Nel giro di quindici giorni o poco più Malpensa, l’aeroporto lombardo che i milanesi non amano, è passato, nel vorticoso dici e disdici dell’informazione senza bussola di oggi, dai buoni risultati all’allarme, dalla vendita di una quota del 25 % di SEA da parte del Comune di Milano alla quotazione in borsa. Un tourbillon di notizie in cui è davvero difficile capire qualcosa, farsi un’idea della posta in gioco, stabilire quali siano gli interessi da salvaguardare in via prioritaria. Solo un dato è certo e incontrovertibile in questa telenovela dai colori tipicamente italiani: Malpensa è uno scalo che a parole tutti volevano ma che nei fatti in molti hanno boicottato, a cominciare da Alitalia, oggi CAI, che se ne è tornata nella sua adorata culla romana, salvata dal governo Berlusconi con i soldi di tutti i contribuenti dopo aver fatto saltare, in nome di un finto patriottismo di maniera, i più vantaggiosi accordi con Air France. E questo è stato per lo scalo gallaratese un colpo da kappao.
Ma come accade nel pugilato vero, il colpo decisivo è arrivato dopo un lungo lavorio al bersaglio grosso – come si dice in gergo.
Contro lo scalo hanno giocato molti fattori negativi concomitanti ma certo non innocenti: 1) i collegamenti all’inizio e fino a questi ultimi anni quasi nulli, una quarta corsia della A8 fino a Busto Arsizio poi l’imbuto della vecchia superstrada e il Malpensa Express, linea nuova di una ferrovia comunque regionale e minoritaria come le Nord. Chi avesse voluto raggiungere Malpensa coi mezzi pubblici, poniamo da Lodi, avrebbe affrontato un viaggio penitenziale dagli esiti del tutto incerti e così da tantissime altre località; 2) la struttura è nata e cresciuta senza un piano industriale degli scali lombardi e dell’alta Italia viste le iniziali ambizioni di Hub del Nord.
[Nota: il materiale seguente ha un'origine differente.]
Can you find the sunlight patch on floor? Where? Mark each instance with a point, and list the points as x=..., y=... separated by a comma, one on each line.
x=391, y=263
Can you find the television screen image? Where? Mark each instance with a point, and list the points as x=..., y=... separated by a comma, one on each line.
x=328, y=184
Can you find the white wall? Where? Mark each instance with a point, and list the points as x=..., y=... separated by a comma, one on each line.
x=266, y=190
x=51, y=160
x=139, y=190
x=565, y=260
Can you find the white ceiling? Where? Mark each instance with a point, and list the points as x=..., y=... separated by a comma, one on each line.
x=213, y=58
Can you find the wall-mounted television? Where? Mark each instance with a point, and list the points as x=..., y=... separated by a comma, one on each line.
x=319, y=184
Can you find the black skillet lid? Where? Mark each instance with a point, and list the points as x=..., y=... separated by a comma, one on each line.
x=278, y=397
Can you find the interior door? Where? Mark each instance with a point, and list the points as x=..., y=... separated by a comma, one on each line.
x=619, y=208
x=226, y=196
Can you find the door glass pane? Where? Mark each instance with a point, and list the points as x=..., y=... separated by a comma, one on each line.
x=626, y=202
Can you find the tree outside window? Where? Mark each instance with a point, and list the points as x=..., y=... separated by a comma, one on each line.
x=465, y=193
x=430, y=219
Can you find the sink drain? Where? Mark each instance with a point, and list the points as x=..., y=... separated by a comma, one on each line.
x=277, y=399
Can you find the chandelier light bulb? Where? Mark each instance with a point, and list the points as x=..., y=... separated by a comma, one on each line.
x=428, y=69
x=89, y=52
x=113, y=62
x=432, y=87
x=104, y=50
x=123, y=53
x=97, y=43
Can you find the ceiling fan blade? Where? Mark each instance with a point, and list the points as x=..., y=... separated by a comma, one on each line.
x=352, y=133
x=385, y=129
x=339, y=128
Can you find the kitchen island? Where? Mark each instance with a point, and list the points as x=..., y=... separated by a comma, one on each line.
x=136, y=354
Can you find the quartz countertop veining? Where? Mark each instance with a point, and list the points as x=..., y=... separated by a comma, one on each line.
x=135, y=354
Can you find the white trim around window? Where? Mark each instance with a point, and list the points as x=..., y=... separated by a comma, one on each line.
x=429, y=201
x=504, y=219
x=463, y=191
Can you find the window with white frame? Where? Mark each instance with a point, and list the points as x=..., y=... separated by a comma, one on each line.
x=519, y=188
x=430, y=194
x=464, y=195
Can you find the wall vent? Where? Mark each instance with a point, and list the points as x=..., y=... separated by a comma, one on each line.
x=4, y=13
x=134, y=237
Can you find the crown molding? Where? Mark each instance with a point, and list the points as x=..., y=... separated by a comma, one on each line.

Parole e convegni costosissimi tanti, decisioni nessuna, così tutti hanno continuato a coltivare in santa pace il proprio aeroporto sotto casa, domestico, con quali diseconomie è facile immaginare; 3) la logica e gli esempi dei paesi europei a noi vicini imponevano un drastico ridimensionamento di Linate, dove si potevano lasciare numerosi voli interni e la navetta Milano-Roma, la gallina dalle uova d’oro oggi monopolio Alitalia alla faccia delle liberalizzazioni del tandem Berlusconi – Bossi.
Se i collegamenti col contagocce sono arrivati altrettanto non si può dire del piano organico degli scali. Intanto Linate ha continuato a funzionare come e più di prima. Quello di non ridimensionare il Forlanini è stato un patto trasversale all’interno dell’establishment milanese e romano che non ha esitato a screditarlo sul nascere anche grazie a campagne giornalistiche ad hoc. Arrivavano da Roma gli esimi colleghi e si avventuravano in brughiera verso il fiume azzurro, come dentro un romanzo di Joseph Conrad narravano di nebbie e brume ostili, la valle del Ticino come l’ingresso a una foresta pluviale.
A questa campagna di screditamento non è stata certo estranea neppure la “gauche caviar” nostrana, quella dell’area C milanese per intenderci, che dei trasporti lombardi ha sempre avuto una concezione assurdamente Milanocentrica. In questo clima hanno avuto buon gioco le grandi compagnie che hanno lasciato Malpensa per tornare a Linate con le loro piccole controllate e seguitare così a convogliare utenti nei loro hub a Parigi, Londra, Francoforte. Il vero nodo del problema è questo, se non lo si scioglierà lo scalo varesino sarà destinato a vivacchiare in eterno. Il Comune di Milano, azionista di maggioranza della SEA, deve superare le residue trasversali resistenze e operare una scelta definitiva in favore di Malpensa dopo aver esplorato con prudenza la strada della quotazione in piazza Affari. Esattamente il contrario di ciò che è stato fatto dalle giunte Albertini e Moratti.